The service currently does not allow any extra code that is not model code to be hosted by the service. When deploying a model into a production setting, we often have extra logic that we need to deploy alongside the model that is not technically part of the model. This is usually called the "business logic" of the solution. The service currently does not support the ability to add the business logic alongside the model logic. Granted, it is possible to throw the business logic into the model class and just deploy, but this combines the code together into one class and it makes it harder to test the code and reason about it correctly.
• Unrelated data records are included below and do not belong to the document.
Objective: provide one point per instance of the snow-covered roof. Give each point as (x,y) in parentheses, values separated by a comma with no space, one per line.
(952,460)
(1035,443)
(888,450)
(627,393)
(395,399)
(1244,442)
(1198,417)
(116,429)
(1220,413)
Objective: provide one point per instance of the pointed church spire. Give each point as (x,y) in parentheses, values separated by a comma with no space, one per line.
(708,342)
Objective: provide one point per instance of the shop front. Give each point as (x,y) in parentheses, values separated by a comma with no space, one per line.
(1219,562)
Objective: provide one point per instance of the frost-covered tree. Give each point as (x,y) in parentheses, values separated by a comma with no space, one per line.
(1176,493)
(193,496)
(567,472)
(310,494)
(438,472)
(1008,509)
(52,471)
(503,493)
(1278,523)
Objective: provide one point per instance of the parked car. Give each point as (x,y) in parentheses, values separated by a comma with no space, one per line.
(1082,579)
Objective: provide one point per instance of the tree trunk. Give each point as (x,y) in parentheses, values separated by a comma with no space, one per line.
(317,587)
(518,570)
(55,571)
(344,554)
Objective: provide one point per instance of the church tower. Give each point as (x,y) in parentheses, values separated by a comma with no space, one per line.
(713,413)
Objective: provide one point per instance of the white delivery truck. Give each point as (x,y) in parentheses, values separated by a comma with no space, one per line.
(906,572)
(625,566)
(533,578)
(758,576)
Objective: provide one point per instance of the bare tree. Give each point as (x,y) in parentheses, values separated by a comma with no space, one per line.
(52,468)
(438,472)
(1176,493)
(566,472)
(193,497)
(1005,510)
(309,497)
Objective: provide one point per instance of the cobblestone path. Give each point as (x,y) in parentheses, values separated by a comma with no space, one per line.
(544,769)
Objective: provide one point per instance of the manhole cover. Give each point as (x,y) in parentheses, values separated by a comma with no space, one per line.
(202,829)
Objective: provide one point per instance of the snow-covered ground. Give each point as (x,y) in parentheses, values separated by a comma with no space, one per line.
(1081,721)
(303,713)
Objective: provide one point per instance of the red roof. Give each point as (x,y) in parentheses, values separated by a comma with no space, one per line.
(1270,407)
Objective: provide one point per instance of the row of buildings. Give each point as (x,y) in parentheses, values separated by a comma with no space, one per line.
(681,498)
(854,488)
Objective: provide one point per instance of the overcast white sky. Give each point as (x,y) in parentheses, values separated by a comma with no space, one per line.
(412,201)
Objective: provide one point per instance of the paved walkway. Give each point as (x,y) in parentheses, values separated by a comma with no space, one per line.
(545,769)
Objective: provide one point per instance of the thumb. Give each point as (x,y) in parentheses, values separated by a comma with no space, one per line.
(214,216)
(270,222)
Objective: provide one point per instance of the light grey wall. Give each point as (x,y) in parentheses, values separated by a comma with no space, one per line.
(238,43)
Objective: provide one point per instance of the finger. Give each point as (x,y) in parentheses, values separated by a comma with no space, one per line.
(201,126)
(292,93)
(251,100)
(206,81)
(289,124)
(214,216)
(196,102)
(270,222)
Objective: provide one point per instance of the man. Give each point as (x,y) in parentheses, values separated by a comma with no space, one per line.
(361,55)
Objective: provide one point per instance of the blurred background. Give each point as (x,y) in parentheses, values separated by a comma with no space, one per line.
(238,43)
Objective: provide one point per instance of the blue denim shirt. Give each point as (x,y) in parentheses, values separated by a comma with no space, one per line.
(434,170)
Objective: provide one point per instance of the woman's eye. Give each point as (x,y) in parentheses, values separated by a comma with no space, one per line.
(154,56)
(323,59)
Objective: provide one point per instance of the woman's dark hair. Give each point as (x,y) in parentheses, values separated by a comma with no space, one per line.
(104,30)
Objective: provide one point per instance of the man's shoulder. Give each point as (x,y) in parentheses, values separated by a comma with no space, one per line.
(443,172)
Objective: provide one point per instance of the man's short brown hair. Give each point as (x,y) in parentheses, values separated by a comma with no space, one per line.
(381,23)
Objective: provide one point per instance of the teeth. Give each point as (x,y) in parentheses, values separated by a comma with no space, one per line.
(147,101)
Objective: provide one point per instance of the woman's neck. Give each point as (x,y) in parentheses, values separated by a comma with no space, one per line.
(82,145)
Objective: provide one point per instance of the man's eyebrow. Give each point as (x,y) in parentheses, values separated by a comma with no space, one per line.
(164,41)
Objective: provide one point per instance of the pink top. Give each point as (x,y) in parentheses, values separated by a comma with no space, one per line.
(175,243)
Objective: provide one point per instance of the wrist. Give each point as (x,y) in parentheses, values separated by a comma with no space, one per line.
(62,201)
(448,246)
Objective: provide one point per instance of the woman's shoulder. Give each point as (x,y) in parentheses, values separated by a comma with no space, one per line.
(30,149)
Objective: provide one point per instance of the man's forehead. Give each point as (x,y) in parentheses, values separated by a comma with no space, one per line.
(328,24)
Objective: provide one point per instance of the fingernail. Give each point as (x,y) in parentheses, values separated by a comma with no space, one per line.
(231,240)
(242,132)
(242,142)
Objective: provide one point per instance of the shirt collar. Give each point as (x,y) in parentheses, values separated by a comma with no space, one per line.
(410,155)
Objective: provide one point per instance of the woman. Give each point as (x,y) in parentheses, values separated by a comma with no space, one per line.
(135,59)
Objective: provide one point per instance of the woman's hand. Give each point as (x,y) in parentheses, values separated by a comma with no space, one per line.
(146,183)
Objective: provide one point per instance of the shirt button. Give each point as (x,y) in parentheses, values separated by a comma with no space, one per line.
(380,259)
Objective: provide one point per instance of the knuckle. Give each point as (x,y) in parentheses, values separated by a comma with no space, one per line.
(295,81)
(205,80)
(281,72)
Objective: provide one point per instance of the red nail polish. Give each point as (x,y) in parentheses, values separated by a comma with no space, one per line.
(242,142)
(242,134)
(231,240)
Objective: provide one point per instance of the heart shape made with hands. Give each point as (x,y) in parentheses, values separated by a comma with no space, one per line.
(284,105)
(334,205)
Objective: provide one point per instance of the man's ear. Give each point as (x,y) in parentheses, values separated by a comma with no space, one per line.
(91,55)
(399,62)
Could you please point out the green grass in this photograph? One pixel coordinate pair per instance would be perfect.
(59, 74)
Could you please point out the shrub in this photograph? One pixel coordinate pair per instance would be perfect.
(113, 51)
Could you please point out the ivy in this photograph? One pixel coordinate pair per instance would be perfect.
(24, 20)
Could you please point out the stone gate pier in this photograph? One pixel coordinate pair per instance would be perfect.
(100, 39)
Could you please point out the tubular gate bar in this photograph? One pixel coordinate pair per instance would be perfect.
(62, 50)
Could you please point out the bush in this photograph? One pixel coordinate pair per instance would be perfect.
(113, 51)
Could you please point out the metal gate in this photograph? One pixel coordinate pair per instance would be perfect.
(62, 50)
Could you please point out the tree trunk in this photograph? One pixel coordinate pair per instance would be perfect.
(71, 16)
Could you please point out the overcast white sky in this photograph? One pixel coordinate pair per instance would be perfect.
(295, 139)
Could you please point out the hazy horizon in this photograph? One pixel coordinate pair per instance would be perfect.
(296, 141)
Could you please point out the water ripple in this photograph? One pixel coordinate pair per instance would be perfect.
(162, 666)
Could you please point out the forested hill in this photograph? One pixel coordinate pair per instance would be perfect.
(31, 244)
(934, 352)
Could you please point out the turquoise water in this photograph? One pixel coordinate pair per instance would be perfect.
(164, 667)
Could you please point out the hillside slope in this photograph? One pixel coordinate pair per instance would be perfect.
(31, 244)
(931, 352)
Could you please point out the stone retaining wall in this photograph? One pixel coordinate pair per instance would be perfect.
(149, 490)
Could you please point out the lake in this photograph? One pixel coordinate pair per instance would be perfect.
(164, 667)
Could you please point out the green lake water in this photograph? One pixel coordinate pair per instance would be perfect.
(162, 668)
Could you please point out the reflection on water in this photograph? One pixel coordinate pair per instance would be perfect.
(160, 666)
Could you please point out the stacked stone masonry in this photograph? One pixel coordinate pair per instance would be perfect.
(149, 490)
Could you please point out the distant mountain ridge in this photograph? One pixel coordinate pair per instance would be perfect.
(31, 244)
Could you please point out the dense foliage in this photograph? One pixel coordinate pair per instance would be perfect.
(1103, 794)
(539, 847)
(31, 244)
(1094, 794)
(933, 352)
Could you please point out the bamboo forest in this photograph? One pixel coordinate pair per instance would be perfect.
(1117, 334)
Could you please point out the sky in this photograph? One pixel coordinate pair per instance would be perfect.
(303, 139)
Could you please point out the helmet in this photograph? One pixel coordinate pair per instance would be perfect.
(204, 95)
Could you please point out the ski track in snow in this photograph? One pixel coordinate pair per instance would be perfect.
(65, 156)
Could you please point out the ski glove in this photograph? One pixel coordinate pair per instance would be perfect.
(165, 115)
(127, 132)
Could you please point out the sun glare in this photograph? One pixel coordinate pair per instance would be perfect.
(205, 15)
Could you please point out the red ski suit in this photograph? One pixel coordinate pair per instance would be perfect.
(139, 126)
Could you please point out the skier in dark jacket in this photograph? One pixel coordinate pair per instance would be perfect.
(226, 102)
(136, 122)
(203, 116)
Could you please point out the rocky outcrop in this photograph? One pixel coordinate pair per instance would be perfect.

To fix this shortcoming, we can add "plugin points" that allow us to add our own logic before and after the model executes where we can add the business logic.
One of the ways in which we could improve the service in the future is to allow more configuration of the models when they are instantiated by the service.It's not possible to customize the model when it is created by the service at startup time right now. In this future, it would be nice to allow the configuration of the service to hold parameters that would be passed to the model classes when they are instantiated.